Menurut Heri, melihat potensi banjir rob akan sangat rawan dan harus diwaspadai hampir di sebagian besar wilayah pesisir Pantura. Menurut data-data hasil penelitian, banjir rob kemungkinan besar akan terjadi di puluhan wilayah.

Di antaranya, mulai dari Pesisir Tanggerang, Pesisir Jakarta seperti Kamal Muara, Tanjungan, Muara Angke, Muara Baru, Sunda Kelapa, Ancol dan Marunda, Pesisir Muara Gembong, Pondok Bali Pamanukan, dan Pesisir Indramayu, Cirebon.

Lalu, sebagian pesisir Tegal dan Brebes, sebagian besar pesisir Pekalongan seperti wilayah Pasirsari, Tirto, Kandang Panjang, Panjang Wetan dan Panjang Baru, dan sebagian besar pesisir Semarang seperti wilayah Bandarharjo, Tambaklorok, Tambakrejo, Kemijen dan Gayamsari.
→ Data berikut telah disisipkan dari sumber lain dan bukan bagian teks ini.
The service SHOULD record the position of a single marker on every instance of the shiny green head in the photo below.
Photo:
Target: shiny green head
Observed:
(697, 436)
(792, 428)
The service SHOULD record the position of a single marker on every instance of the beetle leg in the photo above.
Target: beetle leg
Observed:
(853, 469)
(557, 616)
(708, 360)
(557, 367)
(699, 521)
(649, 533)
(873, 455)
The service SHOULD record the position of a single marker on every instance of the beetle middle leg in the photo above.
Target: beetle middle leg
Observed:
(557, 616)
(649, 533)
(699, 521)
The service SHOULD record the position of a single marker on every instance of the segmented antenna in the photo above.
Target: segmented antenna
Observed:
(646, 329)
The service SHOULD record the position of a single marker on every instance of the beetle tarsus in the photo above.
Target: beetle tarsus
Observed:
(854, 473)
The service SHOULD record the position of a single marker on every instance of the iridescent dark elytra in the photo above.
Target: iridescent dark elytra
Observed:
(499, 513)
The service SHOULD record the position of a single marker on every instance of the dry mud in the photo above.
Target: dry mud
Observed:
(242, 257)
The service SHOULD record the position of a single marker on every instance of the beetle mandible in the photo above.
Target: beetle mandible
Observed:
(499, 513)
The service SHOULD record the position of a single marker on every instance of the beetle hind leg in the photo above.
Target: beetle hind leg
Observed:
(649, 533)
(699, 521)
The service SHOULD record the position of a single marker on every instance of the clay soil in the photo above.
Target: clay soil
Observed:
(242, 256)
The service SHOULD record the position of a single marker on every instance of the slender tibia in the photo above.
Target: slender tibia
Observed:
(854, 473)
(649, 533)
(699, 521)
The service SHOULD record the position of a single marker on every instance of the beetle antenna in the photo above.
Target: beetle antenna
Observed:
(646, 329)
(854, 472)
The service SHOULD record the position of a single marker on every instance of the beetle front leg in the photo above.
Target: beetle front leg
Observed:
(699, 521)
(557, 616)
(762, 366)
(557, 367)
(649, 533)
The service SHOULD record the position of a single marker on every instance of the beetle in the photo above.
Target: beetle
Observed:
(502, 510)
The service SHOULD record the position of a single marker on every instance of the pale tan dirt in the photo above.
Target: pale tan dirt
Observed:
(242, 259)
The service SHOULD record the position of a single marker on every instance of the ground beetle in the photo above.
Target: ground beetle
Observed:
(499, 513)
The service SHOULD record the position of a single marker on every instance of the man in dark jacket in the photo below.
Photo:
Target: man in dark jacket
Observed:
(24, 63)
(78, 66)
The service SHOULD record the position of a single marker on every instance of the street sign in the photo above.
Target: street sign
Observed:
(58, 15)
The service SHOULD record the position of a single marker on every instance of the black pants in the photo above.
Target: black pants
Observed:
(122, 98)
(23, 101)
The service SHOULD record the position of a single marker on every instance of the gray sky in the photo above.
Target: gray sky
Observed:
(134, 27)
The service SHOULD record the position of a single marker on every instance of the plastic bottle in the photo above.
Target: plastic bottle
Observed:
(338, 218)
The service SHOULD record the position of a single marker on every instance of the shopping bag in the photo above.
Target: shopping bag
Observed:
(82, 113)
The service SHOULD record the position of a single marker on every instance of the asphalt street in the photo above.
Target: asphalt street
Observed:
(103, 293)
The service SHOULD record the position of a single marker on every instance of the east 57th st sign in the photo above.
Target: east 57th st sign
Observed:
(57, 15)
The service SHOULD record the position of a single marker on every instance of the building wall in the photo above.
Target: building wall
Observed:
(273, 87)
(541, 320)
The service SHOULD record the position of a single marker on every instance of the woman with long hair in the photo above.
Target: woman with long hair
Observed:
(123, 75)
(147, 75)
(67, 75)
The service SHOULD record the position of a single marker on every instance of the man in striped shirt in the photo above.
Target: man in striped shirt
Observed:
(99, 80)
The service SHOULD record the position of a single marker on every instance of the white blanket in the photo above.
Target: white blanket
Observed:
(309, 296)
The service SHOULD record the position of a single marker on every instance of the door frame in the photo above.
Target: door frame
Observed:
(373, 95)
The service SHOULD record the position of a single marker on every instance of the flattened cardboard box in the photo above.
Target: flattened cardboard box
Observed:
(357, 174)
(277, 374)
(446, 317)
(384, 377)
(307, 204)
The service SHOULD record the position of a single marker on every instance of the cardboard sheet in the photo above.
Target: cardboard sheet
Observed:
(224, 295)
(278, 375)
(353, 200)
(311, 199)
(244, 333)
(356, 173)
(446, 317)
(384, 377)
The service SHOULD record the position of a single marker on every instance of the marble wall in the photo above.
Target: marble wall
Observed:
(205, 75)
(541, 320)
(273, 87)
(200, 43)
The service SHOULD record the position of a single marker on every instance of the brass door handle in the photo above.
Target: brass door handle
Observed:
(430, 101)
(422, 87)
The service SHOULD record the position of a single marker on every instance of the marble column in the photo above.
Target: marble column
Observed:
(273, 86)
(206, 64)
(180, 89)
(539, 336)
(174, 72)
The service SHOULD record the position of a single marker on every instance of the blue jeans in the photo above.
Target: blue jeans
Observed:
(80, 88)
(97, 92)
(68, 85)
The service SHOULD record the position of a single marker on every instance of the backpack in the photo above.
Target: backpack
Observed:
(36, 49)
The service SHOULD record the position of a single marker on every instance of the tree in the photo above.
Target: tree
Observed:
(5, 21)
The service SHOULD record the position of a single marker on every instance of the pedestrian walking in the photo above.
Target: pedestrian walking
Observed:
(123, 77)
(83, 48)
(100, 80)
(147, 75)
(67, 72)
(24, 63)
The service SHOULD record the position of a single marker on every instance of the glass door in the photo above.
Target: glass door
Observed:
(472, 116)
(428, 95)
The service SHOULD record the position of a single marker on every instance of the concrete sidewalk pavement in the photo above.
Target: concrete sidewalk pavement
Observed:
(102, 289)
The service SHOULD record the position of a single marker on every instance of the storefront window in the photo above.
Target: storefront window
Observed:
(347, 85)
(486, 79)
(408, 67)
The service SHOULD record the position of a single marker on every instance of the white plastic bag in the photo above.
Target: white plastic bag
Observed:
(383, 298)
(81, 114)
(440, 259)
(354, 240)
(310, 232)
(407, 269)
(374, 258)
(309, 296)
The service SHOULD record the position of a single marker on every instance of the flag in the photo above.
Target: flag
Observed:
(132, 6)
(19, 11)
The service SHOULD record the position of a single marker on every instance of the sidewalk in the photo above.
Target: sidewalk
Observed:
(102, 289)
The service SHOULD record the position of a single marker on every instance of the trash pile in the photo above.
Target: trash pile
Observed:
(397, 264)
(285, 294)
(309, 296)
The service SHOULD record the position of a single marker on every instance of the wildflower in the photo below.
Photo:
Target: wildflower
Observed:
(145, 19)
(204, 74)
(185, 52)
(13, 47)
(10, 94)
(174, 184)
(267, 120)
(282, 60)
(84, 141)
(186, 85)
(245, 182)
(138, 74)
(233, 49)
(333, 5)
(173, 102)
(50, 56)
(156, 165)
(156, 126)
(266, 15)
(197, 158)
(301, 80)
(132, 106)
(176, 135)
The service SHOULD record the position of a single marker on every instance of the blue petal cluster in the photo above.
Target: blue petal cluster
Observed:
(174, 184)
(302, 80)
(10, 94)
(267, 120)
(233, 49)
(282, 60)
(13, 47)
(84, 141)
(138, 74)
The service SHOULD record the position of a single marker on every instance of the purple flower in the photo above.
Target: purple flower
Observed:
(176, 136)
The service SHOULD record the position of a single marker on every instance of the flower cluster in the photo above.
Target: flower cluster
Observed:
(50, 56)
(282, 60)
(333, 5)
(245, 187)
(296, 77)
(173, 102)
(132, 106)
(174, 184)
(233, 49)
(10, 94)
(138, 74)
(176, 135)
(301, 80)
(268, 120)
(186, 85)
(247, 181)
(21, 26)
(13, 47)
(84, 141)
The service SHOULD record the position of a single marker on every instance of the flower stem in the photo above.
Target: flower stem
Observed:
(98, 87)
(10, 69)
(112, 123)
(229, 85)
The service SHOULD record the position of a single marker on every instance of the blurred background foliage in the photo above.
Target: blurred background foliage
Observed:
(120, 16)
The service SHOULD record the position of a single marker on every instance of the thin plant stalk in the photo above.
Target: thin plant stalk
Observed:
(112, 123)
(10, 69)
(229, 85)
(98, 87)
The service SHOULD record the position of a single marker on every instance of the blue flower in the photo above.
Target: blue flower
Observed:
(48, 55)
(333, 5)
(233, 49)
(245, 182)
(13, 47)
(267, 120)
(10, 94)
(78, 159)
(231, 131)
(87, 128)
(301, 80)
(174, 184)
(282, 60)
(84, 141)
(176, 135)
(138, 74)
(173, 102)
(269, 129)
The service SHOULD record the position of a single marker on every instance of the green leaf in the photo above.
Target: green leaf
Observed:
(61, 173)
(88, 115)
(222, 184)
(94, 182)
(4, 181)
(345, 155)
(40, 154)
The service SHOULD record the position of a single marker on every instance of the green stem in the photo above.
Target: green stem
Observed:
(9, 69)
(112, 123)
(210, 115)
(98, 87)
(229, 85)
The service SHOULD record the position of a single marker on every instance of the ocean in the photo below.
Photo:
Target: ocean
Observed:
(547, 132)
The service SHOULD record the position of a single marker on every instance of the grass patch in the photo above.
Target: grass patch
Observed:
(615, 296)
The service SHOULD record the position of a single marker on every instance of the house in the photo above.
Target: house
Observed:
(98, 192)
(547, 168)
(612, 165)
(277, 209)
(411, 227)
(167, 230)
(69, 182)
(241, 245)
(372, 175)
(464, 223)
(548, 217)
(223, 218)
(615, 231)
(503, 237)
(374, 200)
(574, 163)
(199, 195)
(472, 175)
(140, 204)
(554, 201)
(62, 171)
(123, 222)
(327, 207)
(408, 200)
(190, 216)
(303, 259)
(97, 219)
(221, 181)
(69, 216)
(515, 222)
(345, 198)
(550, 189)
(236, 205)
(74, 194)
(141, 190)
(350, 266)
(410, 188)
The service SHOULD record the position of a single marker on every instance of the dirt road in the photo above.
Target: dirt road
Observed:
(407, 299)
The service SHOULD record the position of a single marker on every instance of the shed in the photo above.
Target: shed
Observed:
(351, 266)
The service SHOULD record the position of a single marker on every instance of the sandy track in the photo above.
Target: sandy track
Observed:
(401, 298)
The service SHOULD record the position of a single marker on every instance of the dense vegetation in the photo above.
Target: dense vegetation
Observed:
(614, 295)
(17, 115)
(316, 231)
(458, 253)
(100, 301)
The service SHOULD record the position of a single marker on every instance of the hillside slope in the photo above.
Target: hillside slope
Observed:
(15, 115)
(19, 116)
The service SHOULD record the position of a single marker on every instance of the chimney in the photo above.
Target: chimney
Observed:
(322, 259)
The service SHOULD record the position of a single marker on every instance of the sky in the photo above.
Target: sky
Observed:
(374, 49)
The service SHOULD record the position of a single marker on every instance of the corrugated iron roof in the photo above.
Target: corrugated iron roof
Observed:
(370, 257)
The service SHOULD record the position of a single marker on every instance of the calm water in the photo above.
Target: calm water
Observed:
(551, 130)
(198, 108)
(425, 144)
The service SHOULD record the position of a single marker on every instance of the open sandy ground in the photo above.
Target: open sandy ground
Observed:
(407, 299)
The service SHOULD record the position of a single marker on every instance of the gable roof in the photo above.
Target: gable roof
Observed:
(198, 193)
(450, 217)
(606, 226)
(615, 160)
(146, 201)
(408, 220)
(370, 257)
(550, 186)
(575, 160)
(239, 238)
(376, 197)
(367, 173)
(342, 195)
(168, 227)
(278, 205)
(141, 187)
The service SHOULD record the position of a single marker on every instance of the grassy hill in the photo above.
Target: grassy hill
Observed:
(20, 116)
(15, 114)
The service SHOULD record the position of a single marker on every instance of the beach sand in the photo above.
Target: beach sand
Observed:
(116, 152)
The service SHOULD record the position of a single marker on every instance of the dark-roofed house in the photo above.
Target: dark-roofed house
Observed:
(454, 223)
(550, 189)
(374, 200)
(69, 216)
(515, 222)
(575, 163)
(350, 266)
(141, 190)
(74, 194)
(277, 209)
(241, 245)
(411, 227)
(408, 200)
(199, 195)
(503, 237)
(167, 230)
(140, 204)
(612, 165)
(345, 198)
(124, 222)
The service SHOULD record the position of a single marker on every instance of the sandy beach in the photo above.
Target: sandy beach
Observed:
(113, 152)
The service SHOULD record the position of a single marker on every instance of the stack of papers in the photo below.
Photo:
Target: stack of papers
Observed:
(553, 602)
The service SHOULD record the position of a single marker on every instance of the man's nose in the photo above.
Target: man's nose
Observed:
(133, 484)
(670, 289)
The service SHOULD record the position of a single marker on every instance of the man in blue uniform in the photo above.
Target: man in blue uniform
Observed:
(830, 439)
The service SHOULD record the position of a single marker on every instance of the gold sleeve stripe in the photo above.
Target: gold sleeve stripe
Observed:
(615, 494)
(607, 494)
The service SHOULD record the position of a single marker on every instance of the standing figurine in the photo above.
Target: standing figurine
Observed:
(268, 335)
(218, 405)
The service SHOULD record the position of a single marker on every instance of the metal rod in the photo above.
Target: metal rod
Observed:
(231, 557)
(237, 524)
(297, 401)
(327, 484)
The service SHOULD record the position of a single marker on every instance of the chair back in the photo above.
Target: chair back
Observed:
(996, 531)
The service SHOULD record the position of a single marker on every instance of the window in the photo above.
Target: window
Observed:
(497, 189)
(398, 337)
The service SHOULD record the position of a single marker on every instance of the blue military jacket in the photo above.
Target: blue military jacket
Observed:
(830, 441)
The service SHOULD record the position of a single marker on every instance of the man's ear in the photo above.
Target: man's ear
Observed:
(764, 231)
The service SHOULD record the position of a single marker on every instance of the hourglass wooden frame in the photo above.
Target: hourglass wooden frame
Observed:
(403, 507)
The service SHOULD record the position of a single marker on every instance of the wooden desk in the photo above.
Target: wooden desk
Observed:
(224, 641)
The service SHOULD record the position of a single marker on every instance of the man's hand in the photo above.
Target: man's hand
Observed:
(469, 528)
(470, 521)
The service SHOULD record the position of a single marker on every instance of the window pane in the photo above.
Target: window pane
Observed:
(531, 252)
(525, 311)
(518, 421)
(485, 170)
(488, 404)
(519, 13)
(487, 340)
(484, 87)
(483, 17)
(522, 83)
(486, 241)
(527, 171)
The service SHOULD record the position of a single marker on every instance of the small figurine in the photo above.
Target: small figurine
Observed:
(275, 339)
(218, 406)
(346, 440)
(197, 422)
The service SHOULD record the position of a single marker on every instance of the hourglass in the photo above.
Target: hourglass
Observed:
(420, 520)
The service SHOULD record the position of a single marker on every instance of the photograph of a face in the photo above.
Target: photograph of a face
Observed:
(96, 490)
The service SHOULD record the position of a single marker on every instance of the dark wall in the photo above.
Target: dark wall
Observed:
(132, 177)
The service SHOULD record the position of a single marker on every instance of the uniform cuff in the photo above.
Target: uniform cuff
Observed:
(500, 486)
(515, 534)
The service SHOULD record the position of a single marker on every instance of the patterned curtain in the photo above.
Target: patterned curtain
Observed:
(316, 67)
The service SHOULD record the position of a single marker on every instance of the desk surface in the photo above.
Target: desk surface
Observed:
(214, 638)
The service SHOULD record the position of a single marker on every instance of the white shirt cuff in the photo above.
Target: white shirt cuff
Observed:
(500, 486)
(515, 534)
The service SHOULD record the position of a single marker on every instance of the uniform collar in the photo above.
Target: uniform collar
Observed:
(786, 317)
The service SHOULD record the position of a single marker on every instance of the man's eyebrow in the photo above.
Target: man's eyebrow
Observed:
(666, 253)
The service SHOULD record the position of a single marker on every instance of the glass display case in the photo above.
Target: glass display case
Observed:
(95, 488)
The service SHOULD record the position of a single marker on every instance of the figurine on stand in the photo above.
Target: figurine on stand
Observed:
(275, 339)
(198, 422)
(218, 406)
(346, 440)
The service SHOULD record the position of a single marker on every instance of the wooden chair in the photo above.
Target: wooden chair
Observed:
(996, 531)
Banjir juga diprediksi terjadi di sebagian besar pesisir Demak yang meliputi wilayah Sayung, Karang Tengah, Bonang dan Wedung, sebagian dari pesisir Rembang, Gresik, Surabaya hingga Probolinggo.

Menurut dia, banjir rob merupakan bencana bauran, artinya faktor alam yang diperparah oleh ulah manusia. Yang paling besar adalah ulah manusianya yang menyebabkan tanah pesisir turun akibat eksploitasi air tanah hingga global warming yang menyebabkan sea level rise.

Faktor alam berupa pasang surut dan gelombang sebenarnya pengaruhnya lebih kecil. Jika terkait dengan ulah manusia, maka sebenarnya bisa diprediksi dan bisa diantisipasi, sehingga risiko bencananya dapat diperkecil bahkan dihilangkan.

“Sayangnya saat ini masih banyak persepsi bahwa banjir rob merupakan bencana alam, sehingga manusia sulit mengantisipasinya. Pemerintah juga alih-alih melakukan upaya prediksi, yang ada masih meyakini banjir rob adalah bencana alam dan hanya bisa menunggu kedatangannya saja dan mengantisipasinya dengan pembuatan tanggul serta peninggian infrastruktur pesisir, ” jelas dia.

Heri Andreas yang juga sebagai Kepala Laboratorium Geodesi Fakultas Ilmu dan Teknologi Kebumian ITB lebih jauh mencatat bahwa di samping pemerintah masih meyakini banjir rob sebagai bencana alam yang di luar kendali manusia, bencana ini ternyata belum secara tegas masuk ke dalam kategori bencana dalam Undang-Undang Kebencanaan serta perundangan turunannya.

Hal ini menjadi kendala tersendiri bagi pemerintah baik di Pusat maupun di Daerah dalam membuat program yang komprehensif terkait upaya pengurangan risiko bencana banjir rob.